[webkit-dev] Does NRWT let you indicate that a test should fail with a particular failure diff?

Dirk Pranke dpranke at chromium.org
Fri Jul 1 15:13:55 PDT 2011


On Fri, Jul 1, 2011 at 3:04 PM, Darin Adler <darin at apple.com> wrote:
> On Jul 1, 2011, at 2:54 PM, Dirk Pranke wrote:
>
>> Does that apply to -expected.txt files in the base directories, or just platform-specific exceptions?
>
> Base directories.
>
> Expected files contain output reflecting the behavior of WebKit at the time the test was checked in. The expected result when we re-run a test. Many expected files contain text that says “FAIL” in them.
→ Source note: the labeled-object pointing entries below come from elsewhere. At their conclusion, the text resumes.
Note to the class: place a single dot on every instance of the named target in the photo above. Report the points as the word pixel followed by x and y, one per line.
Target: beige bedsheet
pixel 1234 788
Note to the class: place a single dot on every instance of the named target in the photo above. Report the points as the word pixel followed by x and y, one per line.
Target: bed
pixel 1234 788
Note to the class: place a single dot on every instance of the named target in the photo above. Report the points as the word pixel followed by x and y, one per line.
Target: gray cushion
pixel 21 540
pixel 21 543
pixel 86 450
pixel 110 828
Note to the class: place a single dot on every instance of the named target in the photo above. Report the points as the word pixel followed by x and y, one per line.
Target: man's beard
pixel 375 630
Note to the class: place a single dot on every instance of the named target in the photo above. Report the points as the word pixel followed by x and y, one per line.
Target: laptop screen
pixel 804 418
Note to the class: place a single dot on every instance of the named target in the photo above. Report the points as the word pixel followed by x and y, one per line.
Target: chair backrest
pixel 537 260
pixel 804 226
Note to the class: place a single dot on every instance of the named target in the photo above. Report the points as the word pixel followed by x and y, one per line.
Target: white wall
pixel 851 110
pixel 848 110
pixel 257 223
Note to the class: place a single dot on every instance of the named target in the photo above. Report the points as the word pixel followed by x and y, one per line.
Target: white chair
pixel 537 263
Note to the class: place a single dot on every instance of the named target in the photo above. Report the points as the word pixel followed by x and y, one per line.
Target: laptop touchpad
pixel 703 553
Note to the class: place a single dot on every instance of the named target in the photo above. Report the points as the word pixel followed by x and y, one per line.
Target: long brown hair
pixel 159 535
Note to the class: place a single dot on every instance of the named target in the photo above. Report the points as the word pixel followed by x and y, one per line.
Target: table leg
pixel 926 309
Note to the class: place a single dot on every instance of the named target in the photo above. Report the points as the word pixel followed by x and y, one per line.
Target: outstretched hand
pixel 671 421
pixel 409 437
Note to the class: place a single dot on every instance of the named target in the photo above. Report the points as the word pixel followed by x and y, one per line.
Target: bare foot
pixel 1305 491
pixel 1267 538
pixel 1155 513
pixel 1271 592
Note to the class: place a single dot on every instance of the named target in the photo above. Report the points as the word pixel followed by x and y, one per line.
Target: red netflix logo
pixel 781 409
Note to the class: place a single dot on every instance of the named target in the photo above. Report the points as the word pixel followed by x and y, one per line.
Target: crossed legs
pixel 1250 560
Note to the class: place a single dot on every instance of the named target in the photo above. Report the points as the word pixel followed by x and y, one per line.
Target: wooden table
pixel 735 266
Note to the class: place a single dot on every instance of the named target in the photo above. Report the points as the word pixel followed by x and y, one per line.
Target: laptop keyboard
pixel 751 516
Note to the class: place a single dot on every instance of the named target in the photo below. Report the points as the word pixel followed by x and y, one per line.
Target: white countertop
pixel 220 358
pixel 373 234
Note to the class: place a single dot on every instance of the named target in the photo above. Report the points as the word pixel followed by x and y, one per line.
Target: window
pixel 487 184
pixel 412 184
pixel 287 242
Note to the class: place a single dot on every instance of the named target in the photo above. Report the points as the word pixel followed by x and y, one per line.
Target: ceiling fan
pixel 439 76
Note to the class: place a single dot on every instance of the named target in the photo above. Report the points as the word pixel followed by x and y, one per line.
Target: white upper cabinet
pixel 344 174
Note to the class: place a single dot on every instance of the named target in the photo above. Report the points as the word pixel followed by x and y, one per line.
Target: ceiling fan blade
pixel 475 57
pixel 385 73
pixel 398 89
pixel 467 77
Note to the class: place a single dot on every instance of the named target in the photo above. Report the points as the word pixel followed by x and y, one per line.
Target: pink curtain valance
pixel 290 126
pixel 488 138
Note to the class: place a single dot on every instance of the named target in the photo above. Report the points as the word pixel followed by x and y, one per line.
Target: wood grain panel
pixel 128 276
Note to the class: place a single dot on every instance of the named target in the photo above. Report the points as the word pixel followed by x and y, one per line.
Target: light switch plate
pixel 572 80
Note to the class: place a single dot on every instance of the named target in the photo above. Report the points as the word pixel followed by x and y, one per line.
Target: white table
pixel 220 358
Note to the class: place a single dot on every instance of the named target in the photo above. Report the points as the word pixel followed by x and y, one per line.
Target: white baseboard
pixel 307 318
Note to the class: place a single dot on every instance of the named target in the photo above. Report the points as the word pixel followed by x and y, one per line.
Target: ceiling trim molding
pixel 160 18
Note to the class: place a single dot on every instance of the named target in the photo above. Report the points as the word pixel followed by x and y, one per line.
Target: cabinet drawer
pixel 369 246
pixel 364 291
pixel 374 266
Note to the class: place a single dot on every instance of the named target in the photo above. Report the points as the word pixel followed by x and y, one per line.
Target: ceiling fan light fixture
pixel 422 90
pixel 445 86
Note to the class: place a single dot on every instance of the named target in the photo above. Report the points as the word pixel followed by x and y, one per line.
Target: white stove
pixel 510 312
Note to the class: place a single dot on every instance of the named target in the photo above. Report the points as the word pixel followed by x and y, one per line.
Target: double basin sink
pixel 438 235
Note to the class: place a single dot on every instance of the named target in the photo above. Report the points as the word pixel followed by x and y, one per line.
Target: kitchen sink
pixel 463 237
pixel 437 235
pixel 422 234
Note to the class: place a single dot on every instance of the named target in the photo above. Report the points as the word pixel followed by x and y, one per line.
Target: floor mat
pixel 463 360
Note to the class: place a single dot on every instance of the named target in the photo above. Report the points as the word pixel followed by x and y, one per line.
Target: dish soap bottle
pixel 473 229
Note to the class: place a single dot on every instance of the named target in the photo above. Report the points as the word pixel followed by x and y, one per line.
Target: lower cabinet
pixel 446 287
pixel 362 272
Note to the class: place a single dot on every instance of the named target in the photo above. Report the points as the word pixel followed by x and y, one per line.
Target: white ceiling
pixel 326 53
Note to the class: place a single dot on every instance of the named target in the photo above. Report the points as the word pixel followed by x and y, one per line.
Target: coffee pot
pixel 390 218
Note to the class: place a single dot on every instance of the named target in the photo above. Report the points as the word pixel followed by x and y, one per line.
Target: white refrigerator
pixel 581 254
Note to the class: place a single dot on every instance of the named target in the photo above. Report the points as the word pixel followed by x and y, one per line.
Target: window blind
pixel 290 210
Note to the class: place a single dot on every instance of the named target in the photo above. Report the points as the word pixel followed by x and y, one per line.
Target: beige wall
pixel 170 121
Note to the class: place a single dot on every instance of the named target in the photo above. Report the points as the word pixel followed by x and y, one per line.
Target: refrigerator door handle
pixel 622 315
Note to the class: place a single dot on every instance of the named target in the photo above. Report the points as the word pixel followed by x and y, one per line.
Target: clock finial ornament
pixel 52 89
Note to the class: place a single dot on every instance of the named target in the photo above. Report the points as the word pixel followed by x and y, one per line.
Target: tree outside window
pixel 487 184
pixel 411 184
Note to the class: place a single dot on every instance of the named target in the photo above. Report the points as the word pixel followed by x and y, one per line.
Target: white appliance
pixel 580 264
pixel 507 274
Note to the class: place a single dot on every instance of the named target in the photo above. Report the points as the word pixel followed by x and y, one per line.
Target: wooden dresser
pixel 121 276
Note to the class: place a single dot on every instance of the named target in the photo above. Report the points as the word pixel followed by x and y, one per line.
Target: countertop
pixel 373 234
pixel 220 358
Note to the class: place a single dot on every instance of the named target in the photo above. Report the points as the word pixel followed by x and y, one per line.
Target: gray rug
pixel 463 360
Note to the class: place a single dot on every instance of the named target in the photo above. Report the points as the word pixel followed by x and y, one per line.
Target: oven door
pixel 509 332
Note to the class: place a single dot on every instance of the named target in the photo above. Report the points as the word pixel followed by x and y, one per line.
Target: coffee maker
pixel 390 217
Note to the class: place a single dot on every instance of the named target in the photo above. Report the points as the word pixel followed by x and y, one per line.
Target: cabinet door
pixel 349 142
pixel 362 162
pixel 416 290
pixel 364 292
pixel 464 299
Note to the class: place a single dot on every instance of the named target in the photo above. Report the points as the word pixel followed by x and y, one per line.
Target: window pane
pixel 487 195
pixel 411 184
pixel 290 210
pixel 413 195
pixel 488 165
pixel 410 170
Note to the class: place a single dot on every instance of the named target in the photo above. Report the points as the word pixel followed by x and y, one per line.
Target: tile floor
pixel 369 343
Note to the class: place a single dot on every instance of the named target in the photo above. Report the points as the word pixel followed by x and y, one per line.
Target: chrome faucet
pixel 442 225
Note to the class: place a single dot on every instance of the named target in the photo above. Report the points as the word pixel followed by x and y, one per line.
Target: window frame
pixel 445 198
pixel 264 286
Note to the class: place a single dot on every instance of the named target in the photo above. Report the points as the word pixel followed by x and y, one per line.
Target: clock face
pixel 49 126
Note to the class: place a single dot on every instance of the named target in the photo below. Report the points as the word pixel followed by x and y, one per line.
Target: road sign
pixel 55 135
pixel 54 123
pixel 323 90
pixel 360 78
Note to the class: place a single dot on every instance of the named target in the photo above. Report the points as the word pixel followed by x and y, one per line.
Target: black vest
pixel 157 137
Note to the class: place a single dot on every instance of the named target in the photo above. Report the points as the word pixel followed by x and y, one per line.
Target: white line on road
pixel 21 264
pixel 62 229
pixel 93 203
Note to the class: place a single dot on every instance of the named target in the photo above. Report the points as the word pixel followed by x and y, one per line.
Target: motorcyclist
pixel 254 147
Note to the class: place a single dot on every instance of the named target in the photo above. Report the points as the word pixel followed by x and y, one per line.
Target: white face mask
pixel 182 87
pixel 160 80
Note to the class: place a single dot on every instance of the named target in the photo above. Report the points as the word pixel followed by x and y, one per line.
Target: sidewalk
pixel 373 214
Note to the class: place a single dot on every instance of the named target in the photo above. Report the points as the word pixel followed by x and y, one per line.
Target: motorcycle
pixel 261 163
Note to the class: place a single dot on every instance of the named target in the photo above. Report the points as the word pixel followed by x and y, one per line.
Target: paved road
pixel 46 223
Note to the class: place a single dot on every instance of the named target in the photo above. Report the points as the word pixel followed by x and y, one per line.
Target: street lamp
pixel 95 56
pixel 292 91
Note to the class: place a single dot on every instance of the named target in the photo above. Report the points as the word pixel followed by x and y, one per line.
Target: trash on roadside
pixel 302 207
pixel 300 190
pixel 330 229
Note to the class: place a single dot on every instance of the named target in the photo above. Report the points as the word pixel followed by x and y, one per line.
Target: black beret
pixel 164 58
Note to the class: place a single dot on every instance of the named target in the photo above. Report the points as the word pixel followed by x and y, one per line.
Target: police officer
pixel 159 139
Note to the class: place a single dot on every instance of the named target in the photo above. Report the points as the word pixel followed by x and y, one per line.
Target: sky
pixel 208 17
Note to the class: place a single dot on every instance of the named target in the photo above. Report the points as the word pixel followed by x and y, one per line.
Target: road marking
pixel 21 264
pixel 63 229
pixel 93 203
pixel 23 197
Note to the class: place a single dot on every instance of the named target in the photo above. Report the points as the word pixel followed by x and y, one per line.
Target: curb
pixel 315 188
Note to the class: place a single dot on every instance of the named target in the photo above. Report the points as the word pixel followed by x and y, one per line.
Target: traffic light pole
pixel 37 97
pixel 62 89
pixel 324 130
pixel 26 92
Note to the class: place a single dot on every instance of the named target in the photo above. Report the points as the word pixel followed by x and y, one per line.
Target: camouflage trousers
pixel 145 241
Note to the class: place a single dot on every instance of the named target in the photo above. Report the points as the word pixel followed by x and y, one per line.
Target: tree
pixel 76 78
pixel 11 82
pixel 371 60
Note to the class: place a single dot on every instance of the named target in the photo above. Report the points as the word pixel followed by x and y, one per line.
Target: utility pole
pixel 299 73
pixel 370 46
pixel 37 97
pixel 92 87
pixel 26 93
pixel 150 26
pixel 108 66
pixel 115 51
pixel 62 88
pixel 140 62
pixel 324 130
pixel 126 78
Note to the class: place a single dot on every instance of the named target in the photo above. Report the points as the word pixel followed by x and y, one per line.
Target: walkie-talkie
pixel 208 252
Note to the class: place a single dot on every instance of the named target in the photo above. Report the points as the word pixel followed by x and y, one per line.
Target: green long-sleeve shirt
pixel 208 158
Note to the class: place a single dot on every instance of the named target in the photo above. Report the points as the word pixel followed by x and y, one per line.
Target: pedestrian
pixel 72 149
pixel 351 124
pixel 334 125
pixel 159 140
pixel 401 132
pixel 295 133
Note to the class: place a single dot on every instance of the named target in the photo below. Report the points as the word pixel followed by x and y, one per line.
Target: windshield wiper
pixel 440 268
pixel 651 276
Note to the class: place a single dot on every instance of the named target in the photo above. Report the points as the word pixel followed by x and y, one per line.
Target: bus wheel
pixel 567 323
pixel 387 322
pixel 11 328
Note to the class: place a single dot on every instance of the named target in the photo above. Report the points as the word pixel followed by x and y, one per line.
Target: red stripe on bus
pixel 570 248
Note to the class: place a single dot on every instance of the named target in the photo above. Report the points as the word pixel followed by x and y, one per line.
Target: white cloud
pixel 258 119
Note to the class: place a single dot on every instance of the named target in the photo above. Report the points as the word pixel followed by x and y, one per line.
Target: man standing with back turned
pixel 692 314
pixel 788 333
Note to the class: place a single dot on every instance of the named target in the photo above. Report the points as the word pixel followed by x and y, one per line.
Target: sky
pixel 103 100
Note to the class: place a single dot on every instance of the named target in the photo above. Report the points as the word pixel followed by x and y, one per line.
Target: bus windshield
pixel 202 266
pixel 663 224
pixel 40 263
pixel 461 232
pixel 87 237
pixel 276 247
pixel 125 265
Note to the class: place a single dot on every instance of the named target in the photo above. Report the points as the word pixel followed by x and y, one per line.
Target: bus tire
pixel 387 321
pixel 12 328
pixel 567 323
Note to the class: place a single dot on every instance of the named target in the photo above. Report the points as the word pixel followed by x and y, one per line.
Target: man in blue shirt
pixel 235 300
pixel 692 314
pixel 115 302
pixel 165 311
The fact that these expected results are not successes, but rather expected failures does not seem to me to be a subtle point, but one of the basic things about how these tests are set up.
>
>> I wonder how it is that I've been working (admittedly, mostly on tooling) in WebKit for more that two years and this is the first I'm hearing about this.
>
> I’m guessing it’s because you have been working on Chrome.
>
> The Chrome project came up with a different system for testing layered on top of the original layout test machinery based on different concepts. I don’t think anyone ever discussed that system with me; I was the one who created the original layout test system, to help Dave Hyatt originally, and then later the rest of the team started using it.
>
>> Are there reasons we [are] doing things this way[?]
>
> Sure. The idea of the layout test framework is to check if the code is still behaving as it did when the test was created and last run; we want to detect any changes in behavior that are not expected. When there are expected changes in behavior, we change the contents of the expected results files.

I see, you're using "expected" in the sense of "this is what we expect
to get", not "this is what is correct".

>
> It seems possibly helpful to augment the test system with editorial comments about which tests show bugs that we’d want to fix. But I wouldn’t want to stop running all regression tests where the output reflects the effects of a bug or missing feature.
>

Of course, looking for changes in behavior is entirely the point of
regression testing. Thank you for the history lesson :).